Si algo nos deja 2020 es un repertorio de términos cuyo uso se ha multiplicado exponencialmente. Coronavirus, mascarilla, distancia social, confinamiento y un largo etcétera que conforma una lista donde, sin duda, toca incluir la palabra podcast, una de las ganadoras en el año de la pandemia. “Tendríamos que imaginarnos, salvando las distancias, el consumo de podcasts como si estuviera en el pico de una ola del covid. Más que ola, tsunami”, asegura Francisco Izuzquiza, experto en el tema: es socio fundador de Yes We Cast, productora de podcasts, presentador del conocido programa La Escóbula de la Brújula y autor de El gran cuaderno de podcasting.

Los podcasts están de moda. Los datos avalan el auge: en España, según un estudio de Voxnest, el consumo ha subido en este último año un 25% respecto a 2019 (un 53%, en Europa, y un 42%, en el mundo). En los últimos meses la oferta se ha multiplicado (se han creado un 94% más de podcasts en español) y ya no es extraño que algunos de los más escuchados sean trending topic cuando estrenan nuevo capítulo o que Spotify los incluya en su wrapped anual, donde los usuarios comparten sus rankings de música más escuchada (y, ahora, también podcasts).

Pies de plomo

El fenómeno no pilla de nuevas a nadie, ni tampoco a las grandes empresas de entretenimiento que ya han empezado la batalla para ver quién se lleva un pedazo del pastel. Con un mercado mundial dominado hasta el momento por Apple, ahora compite contra Spotify, Google, Netflix y Amazon.

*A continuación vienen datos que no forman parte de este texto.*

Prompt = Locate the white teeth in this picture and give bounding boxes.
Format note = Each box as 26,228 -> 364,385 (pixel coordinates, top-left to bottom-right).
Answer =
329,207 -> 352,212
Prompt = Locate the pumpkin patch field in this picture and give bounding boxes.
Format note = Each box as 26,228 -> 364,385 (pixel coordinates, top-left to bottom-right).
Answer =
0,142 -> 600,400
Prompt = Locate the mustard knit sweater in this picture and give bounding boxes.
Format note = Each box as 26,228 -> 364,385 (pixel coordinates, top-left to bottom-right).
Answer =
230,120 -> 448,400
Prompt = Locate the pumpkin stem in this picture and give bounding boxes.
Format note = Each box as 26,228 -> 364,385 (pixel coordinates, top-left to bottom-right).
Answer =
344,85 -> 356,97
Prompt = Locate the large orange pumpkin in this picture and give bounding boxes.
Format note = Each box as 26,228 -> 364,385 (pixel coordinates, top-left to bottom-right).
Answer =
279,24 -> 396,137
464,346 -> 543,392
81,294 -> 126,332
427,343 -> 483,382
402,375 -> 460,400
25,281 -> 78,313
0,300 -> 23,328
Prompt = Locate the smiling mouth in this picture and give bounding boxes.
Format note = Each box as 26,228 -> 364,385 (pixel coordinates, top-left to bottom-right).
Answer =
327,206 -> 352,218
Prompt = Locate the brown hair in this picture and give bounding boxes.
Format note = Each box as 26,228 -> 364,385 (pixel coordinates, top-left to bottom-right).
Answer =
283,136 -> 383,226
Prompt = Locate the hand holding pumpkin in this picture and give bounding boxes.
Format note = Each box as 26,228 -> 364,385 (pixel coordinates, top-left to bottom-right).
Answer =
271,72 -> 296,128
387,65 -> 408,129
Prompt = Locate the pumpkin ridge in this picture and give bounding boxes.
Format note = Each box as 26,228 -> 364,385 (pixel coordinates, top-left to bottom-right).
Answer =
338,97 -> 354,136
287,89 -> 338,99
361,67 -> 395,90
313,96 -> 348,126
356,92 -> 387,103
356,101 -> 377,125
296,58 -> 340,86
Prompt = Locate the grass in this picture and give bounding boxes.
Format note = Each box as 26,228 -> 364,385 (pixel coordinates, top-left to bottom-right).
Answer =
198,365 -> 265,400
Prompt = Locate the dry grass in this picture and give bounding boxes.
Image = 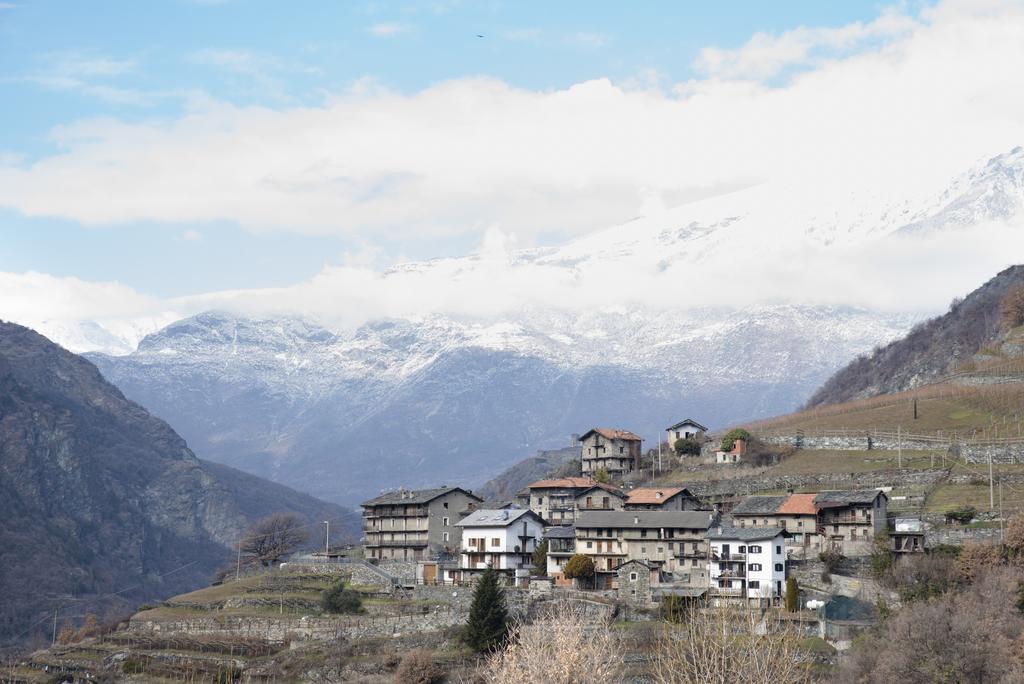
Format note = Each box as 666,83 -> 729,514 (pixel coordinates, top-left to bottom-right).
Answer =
748,382 -> 1024,438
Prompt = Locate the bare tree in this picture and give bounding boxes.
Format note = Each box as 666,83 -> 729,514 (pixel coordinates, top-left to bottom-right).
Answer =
481,601 -> 623,684
651,606 -> 811,684
242,513 -> 309,567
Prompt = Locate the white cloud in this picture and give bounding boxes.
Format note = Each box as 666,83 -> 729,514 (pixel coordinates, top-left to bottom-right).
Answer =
368,23 -> 409,38
693,10 -> 921,80
568,31 -> 611,47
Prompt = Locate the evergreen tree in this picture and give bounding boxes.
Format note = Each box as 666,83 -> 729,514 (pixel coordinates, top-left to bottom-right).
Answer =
463,567 -> 509,653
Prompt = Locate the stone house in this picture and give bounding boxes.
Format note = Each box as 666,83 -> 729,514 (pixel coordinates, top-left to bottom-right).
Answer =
624,486 -> 706,511
544,525 -> 575,587
362,486 -> 482,561
575,484 -> 626,514
708,526 -> 787,604
615,560 -> 662,606
526,477 -> 621,525
665,418 -> 708,446
456,508 -> 544,580
575,511 -> 718,589
814,489 -> 889,556
889,518 -> 925,553
580,428 -> 643,475
731,494 -> 821,558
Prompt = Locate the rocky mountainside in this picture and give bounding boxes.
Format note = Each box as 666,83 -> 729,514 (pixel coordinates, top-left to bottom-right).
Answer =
807,265 -> 1024,408
61,148 -> 1024,503
0,322 -> 358,642
90,306 -> 902,503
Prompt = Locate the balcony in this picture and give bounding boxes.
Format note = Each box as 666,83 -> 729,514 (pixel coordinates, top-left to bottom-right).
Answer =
711,551 -> 746,562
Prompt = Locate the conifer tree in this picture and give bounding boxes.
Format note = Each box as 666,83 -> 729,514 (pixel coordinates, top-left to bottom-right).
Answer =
463,566 -> 508,653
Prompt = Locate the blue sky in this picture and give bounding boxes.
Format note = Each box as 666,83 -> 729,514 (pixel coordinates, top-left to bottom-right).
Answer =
0,0 -> 905,297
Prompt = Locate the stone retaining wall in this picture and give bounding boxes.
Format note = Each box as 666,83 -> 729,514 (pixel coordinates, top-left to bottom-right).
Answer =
762,431 -> 1024,463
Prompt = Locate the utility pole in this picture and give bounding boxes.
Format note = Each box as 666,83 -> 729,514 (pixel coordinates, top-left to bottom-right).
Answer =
889,425 -> 903,470
999,477 -> 1004,545
988,450 -> 995,510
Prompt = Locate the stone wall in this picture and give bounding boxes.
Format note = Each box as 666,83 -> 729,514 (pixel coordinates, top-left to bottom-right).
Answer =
762,431 -> 1024,463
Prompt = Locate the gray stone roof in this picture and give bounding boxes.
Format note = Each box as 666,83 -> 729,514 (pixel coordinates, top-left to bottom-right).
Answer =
732,495 -> 788,515
362,486 -> 483,506
455,508 -> 543,527
575,511 -> 717,529
708,527 -> 788,542
814,489 -> 888,506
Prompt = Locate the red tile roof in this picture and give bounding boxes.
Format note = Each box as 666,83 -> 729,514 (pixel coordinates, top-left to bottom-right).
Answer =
777,494 -> 818,515
626,486 -> 683,504
526,477 -> 597,489
584,428 -> 643,441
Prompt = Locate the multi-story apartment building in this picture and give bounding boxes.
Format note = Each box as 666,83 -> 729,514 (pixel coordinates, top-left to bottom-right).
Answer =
708,526 -> 786,603
544,525 -> 575,585
624,486 -> 705,511
580,428 -> 643,475
526,477 -> 623,525
456,508 -> 544,579
575,511 -> 718,588
731,494 -> 821,558
362,486 -> 482,560
814,489 -> 889,556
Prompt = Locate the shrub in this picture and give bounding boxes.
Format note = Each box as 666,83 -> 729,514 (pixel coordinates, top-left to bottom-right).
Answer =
529,540 -> 548,576
785,578 -> 800,612
946,506 -> 978,525
672,437 -> 700,456
394,648 -> 444,684
999,283 -> 1024,330
463,567 -> 509,653
321,582 -> 362,613
818,549 -> 846,574
563,553 -> 594,580
721,428 -> 751,452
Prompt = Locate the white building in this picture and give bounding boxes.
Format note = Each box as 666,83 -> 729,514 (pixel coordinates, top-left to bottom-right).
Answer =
457,508 -> 544,576
708,527 -> 787,603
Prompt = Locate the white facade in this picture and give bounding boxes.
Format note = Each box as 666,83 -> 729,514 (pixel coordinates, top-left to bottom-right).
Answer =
459,509 -> 544,570
709,527 -> 785,601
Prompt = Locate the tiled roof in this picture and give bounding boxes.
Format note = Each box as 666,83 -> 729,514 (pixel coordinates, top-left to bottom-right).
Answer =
526,477 -> 597,489
708,527 -> 786,542
575,511 -> 717,529
455,508 -> 541,527
732,495 -> 786,515
544,525 -> 575,540
362,486 -> 483,506
778,494 -> 818,515
814,489 -> 885,508
581,428 -> 643,441
577,482 -> 626,499
665,418 -> 708,432
626,486 -> 689,504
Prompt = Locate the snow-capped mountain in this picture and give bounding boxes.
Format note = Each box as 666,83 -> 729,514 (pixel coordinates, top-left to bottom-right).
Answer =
72,148 -> 1024,503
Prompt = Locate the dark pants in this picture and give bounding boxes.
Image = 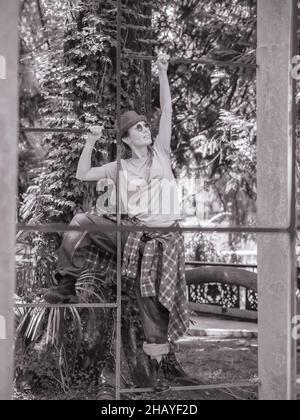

Y no solo pugnan grandes corporaciones internacionales, también se suma iVoox, un David español haciéndose hueco entre estos Goliats, o el servicio público de la BBC, uno de los mayores productores del mundo, que ha retirado su contenido de Google tras acusar al buscador de juego sucio en esta guerra.

Como todas las modas, la de los podcasts también podría ser efímera. Izuzquiza aconseja ir con pies de plomo, porque quizá esta gallina no siempre pondrá huevos de oro. “Más pronto que tarde pasarán de moda”, advierte. Aunque eso no es algo intrínsecamente malo, porque, aclara, “aunque muchos oyentes no se quedarán, el género del podcasting se va a consolidar”. Coincide con él María Jesús Espinosa de los Monteros, directora de Podium Podcast y Podium Studios en Prisa Radio. “El formato es cada vez más conocido para el público y los oyentes comienzan a incorporar rutinas de escucha a su día a día. Ahí está la verdadera conquista del podcast en este 2020: ha conseguido entrar en nuestras vidas”.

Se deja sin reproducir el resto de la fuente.